A venda da fatia do BTG Pactual na Pan Seguros (antiga seguradora do Panamericano) para a francesa CNP Assurance pode ser concluída no terceiro trimestre, segundo o diretor executivo e de relações com investidores do banco, João Dantas. Apesar de a Caixa Econômica Federal ter exercido seu direito de tag along, uma vez que é sócia da companhia, as conversas estão caminhando de maneira “construtiva”.

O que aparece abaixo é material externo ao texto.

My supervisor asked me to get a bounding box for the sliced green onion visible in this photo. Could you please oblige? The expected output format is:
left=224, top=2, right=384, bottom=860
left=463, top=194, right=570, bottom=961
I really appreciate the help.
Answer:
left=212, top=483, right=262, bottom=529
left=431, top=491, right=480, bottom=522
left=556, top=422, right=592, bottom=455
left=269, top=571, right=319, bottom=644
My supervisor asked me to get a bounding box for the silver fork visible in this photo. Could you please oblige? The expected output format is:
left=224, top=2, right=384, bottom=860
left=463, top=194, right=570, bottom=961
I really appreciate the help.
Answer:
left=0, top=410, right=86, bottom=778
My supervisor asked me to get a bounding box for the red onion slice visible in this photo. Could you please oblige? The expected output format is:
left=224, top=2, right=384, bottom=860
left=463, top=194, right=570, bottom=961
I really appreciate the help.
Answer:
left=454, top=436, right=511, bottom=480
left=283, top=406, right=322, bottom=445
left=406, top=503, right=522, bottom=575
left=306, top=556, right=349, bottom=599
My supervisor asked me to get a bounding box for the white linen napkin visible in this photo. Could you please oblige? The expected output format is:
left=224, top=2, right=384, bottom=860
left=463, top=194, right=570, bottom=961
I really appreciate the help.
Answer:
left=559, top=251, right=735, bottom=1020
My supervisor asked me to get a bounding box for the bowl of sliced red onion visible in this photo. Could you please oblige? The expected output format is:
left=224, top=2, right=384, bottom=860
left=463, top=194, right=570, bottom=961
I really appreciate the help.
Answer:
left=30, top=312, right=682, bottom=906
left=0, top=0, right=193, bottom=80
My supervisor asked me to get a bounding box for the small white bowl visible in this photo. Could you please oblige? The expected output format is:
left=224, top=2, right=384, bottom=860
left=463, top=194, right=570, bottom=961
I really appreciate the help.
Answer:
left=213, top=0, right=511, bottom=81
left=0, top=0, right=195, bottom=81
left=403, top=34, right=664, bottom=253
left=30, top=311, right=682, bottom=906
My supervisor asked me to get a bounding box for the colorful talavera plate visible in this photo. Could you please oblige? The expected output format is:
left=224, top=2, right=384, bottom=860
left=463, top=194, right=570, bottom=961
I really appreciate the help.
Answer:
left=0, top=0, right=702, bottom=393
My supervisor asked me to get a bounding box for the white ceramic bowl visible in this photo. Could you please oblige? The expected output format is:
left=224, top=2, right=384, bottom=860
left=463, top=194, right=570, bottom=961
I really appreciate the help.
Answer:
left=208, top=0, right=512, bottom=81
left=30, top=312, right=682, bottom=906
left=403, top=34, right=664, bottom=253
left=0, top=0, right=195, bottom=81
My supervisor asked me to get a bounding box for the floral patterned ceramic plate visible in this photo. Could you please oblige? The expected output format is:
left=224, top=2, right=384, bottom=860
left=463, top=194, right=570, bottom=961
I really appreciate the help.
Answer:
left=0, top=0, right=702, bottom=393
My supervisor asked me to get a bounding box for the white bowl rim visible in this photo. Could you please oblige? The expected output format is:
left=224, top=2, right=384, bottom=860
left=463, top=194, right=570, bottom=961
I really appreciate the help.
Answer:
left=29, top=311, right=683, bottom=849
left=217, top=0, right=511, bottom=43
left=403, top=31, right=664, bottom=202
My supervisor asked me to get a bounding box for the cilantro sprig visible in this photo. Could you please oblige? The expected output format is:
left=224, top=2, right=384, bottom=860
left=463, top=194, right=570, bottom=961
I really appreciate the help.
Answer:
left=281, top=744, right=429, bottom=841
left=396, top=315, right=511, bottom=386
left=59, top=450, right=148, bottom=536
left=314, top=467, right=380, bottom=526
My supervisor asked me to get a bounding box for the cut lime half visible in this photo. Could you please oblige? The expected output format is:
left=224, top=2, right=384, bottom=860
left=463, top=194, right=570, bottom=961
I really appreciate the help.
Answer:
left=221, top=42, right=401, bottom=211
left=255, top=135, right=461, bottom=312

“Do ponto de vista dos acertos com o comprador, está tudo assinado. Faltam detalhes. Acreditamos que esse negócio deve se concretizar e devemos obter aprovações internas e regulatórias. As negociações estão acontecendo”, explica Dantas, em entrevista ao Broadcast, sistema de notícias em tempo real do Grupo Estado.

De acordo com ele, as partes “se entendem” e o negócio é positivo tanto para BTG e Caixa quanto para a CNP e a própria Pan Seguros. A venda da fatia que possui na seguradora, anunciada em abril último, é um dos ativos da série de desinvestimentos que o banco fez para obter liquidez após a crise instaurada com a prisão de André Esteves, no fim do ano passado.

O negócio, porém, travou após a Caixa decidir exercer o tag along, que garante a acionistas minoritários o direito de deixar a sociedade caso o controle da empresa seja adquirido por um investidor que, até então, não estava entre os sócios. Isso ocorreu porque o banco público não queria ficar nas mãos dos franceses, que também são sócios na Caixa Seguros.

Desde o ano passado, Caixa e CNP discutem a renovação do contrato atual – que vence em 2021 –, no âmbito da abertura de capital da Caixa Seguridade, holding que concentrará todas as operações de seguros do banco público, inclusive a Caixa Seguros. A francesa, que no passado se sentiu incomodada pela aproximação entre BTG e Caixa, viu na crise do banco a chance de proteger a sociedade com a instituição pública.